Some 30 years ago, when Albuquerque boxing legend Johnny Tapia’s pro career was just beginning, a well-meaning (we suppose) promoter or publicist tried to nickname him “Tap Tap.”
No way, said Tapia, not desiring a nickname that might be construed as a commentary on his punching power.
On Nov. 20, when the late Tapia’s longtime friend Marco Antonio Barrera (age 47) steps into a boxing ring with Mexican countryman Daniel Ponce de Leon (41) at the Inn of the Mountain Gods, the two former world champions won’t exactly be throwing bombs at each other.
The bout is billed as an exhibition, after all. They’ll be wearing extra-padded 16-ounce gloves.
Still, both men said during a news conference in Albuquerque on Tuesday, they won’t be exchanging love taps, either.
“It’s two Mexicans in the ring,” Barrera said. “… The Mexican is a warrior.
“I’m ready because maybe it’s a true fight. Ponce de Leon is a warrior.”
The Barrera-Ponce de Leon bout is the headliner of a card promoted by Teresa Tapia, Johnny Tapia’s widow, at the resort in Mescalero. Also scheduled are bouts featuring Albuquerque welterweight Josh Torres (23-7-2, 14 KOs) and unbeaten (30-0, 23-0 KOs) El Paso featherweight Abel Mendoza.
Barrera (67-7, 44 KOs) was inducted into the International Boxing Hall of Fame in 2017, together with Tapia. The two men fought each other in 2002, Barrera winning by unanimous decision, but they go back further than that.
In February 1996, Barrera, then undefeated, was matched against 1988 Olympic gold medalist Kennedy McKinney at the Great Western Forum in Inglewood, California. Tapia was on the undercard, matched against Brazil’s Giovanni Andrade.
At the pre-fight news conference, Barrera recalled, McKinney was talking trash. Barrera was ready to throw down then and there. But, he said, “Johnny said, ‘No, primo (cousin), no. Take it easy.'”
Though Barrera and Tapia aren’t related by blood, they do share a name – and, once upon a time, a nickname.
The young Tapia rejected “Tap Tap,” in part, because he already had a nickname: “The Baby-Faced Assassin.” Later, in response to events in his life and to advancing age, he became “Mi Vida Loca.”
It then was left to Barrera to keep “The Baby-Faced Assassin” alive. His mother’s maiden name, after all, is Tapia.
“He’s Tapia,” Barrera said. “Me too, Barrera Tapia.”
Barrera throughout his career has worn trunks with “Tapia” sewn on the back.

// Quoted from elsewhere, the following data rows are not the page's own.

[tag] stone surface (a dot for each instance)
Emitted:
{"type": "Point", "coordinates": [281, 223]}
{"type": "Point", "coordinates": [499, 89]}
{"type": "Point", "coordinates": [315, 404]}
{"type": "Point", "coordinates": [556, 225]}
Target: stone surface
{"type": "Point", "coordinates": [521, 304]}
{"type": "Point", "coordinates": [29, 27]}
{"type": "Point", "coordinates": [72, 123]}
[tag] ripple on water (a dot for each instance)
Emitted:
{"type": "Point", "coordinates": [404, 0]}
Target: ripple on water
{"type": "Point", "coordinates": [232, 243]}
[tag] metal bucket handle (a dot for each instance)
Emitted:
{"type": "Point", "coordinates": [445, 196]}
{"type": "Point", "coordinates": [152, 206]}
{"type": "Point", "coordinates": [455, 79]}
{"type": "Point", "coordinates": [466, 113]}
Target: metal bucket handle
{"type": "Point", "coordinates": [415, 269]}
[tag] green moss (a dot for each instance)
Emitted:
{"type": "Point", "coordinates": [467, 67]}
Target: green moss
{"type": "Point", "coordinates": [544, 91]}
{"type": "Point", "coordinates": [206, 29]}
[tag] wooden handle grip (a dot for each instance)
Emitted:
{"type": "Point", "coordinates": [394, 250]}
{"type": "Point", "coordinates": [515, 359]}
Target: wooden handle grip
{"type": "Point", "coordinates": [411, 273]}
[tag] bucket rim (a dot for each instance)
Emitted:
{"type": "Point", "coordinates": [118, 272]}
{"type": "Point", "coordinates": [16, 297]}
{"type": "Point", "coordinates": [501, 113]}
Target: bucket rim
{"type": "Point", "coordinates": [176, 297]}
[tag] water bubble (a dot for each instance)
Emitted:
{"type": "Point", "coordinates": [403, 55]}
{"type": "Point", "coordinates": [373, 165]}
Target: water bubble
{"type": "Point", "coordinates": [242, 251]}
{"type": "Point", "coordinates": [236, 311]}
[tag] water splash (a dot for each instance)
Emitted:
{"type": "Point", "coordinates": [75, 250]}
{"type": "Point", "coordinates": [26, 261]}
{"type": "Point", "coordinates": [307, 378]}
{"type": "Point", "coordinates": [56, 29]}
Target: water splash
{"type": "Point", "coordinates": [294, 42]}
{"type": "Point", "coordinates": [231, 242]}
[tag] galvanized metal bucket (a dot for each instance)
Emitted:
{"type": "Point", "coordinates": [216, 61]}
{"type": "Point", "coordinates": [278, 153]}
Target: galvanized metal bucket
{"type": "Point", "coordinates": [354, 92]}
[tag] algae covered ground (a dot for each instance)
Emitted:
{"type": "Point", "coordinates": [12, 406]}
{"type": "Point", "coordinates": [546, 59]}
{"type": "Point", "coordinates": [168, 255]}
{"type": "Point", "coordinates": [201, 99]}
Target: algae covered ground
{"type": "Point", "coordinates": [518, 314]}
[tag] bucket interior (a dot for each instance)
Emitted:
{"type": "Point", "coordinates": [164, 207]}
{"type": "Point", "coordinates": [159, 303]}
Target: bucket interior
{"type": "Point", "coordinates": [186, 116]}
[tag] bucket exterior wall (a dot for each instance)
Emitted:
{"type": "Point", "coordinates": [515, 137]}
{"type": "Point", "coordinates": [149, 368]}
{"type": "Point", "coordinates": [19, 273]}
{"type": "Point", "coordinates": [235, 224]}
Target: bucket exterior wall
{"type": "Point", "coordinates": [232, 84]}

He’ll do so again on Nov. 20.
Thus, when Teresa Tapia called and asked if he’d honor his late friend with an exhibition bout, Barrera did not hesitate.Nor did Ponce de Leon (45-7, 35 KOs), not a Hall of Famer but with a Hall of Fame résumé, a two-time world champion.
He won’t be out to hurt Barrera on Nov. 20, Ponce de Leon said, nor does he expect to be hurt. Even so, he’ll seek to outperform a man for whom he has boundless respect.
“For my part, I’m serious,” he said. “I’m going to do my best.”
Ponce de Leon also is eager to show the New Mexico boxing fans a little of what they missed if they never had the opportunity to see him or Barrera in their prime.
“The boxers of the past, their style, their technique, was different than (today),” he said. “… It’s going to be a good fight and a good exhibition for all the people of New Mexico.”
THE UNDERCARD: Teresa Tapia had hoped to match Torres with Albuquerque MMA legend Diego Sanchez, but Sanchez chose instead to pursue opportunities in bare-knuckle fighting.
Torres’ opponent is to be determined, but he said on Tuesday he’ll be ready for whomever and whatever comes.
“I’ve never been in a boring fight,” he said, “and I don’t plan to anytime soon.”